Immigrant families impacted by President Obama’s stalled executive actions hit the road from North Carolina at 6:30 Thursday morning. Another caravan from California was already en route. Three chartered buses from across Texas -- San Antonio, Dallas and Houston -- planned to ride through the night and arrive near the French Quarter just after dawn.
The coordinated effort was expected to link more than 500 immigrant activists from nearly 20 states for a rally Friday morning, a public display of the community’s pent up frustrations over each day the executive measures, known as DACA and DAPA, are delayed.
“When you’re undocumented, it affects every minute of your life,” said Moreno, a Texas-based organizer. “And having DAPA be so close to being realized and then having it be taken away, it’s making people more politicized and active.”
The hopeful optimism that more than four million undocumented immigrants would be allowed to freely live and temporarily work in the U.S. has slowly given way to the harsh realities that those opportunities remain far out of reach. A lawsuit brought by Texas and 25 other states has shackled the executive measures for months. The administration has vowed to exhaust every legal option to appeal the lawsuit. But it is likely that the legal battle will drag on for another year and rely on the U.S. Supreme Court to ultimately decide.
Still hundreds of people are gathering at the steps of the Fifth Circuit Court of Appeal in New Orleans Friday in the face of stacked odds unlikely to play out in their favor.

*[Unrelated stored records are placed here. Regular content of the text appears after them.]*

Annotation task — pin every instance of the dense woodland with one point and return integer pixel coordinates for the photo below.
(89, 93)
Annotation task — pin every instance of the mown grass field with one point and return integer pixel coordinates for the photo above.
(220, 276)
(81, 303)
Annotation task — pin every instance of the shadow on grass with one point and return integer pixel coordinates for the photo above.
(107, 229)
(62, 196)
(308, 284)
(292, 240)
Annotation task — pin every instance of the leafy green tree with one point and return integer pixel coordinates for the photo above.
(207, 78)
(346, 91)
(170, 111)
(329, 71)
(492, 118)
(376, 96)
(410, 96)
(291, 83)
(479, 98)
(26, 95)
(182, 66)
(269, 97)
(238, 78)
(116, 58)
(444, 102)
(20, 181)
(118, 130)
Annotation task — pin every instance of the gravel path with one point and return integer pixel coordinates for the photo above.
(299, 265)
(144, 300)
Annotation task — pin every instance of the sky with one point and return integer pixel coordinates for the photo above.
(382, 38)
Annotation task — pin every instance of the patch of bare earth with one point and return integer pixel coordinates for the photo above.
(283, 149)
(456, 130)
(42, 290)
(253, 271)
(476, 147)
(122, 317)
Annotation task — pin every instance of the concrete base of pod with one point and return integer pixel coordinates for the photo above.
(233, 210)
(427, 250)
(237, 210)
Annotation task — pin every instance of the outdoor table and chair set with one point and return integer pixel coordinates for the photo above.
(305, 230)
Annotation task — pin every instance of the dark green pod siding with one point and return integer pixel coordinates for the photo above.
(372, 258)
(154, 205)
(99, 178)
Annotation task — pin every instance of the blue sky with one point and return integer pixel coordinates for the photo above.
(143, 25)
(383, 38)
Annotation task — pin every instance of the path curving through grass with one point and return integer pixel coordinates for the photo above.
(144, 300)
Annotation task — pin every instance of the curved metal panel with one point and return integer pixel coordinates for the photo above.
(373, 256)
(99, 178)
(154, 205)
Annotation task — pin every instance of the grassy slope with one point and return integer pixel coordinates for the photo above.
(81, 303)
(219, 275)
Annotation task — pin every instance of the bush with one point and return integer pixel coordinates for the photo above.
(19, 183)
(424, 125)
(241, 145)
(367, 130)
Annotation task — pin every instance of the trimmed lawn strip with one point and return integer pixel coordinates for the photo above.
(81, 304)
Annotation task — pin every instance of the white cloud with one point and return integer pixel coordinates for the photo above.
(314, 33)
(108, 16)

“A lot of people see this as a political attack on immigrant communities,” said Marielena Hincapié, executive director of the National Immigration Law Center. “People are not banking their hopes on this decision. But folks will be watching and hoping that the court will be able to put politics aside and not see this as a politicized immigration issue.”
The administration’s legal trouble with Obama’s 2014 executive actions began this past February, when District Court Judge Andrew Hanen in Texas placed a temporary freeze on the measures while the court decided on the merits of the lawsuit. The administration tried and failed to appeal Hanen’s preliminary injunction in a decision that came down in May. Now, the Department of Justice will get a second chance before the same court that rejected them, this time to prove they will ultimately prevail in the lawsuit.
When attorneys from both sides present their case before the Fifth Circuit on Friday, they will be arguing before two familiar faces in the most notoriously conservative courts in the country. Judges Jennifer Elrod and Jerry E. Smith, both of whom decided against the administration in the last round, will once again preside over the case. Judge Carolyn Dineen King, considered a moderate and appointed by President Jimmy Carter, rounds out the three-judge panel hearing the case.
It is an unusual match-up to have the same two judges on the same case and one that does not bode well for the administration. Though a final decision will not come for several weeks, it is likely the Department of Justice will need to appeal up to the U.S. Supreme Court in the fall, punting the issue squarely into the 2016 presidential election.
Though knowing that the next occupant of the Oval Office could have a dramatic impact over whether Obama’s legacy through the executive actions will continue beyond 2016, grassroots immigrant rights groups say their communities have yet to coalesce around a particular presidential candidate. But already the mood on the ground is starting to shift.
Both of 20-year-old Fernanda Herrera’s parents would have benefited from DAPA. Having lived nearly two decades in Alabama, where legislators have tested some of the most aggressive anti-immigrant laws in the country, the executive actions would do wonders to help their small Mexican restaurant and bring back their customers who fled under the state’s harsh conditions.
While her parents, like many in older generations, seem pessimistic that they’ll ever receive the deportation protection under the executive action, Herrera remains hopeful that she and the busload of activists leaving from Birmingham to New Orleans will inspire change.
“We’re sacrificing those eight hours for the drive. We’re sacrificing whatever money that we could have made working Friday,” Herrera said.
“It’s knowing that all of these sacrifices, little by little, add up to a lot.”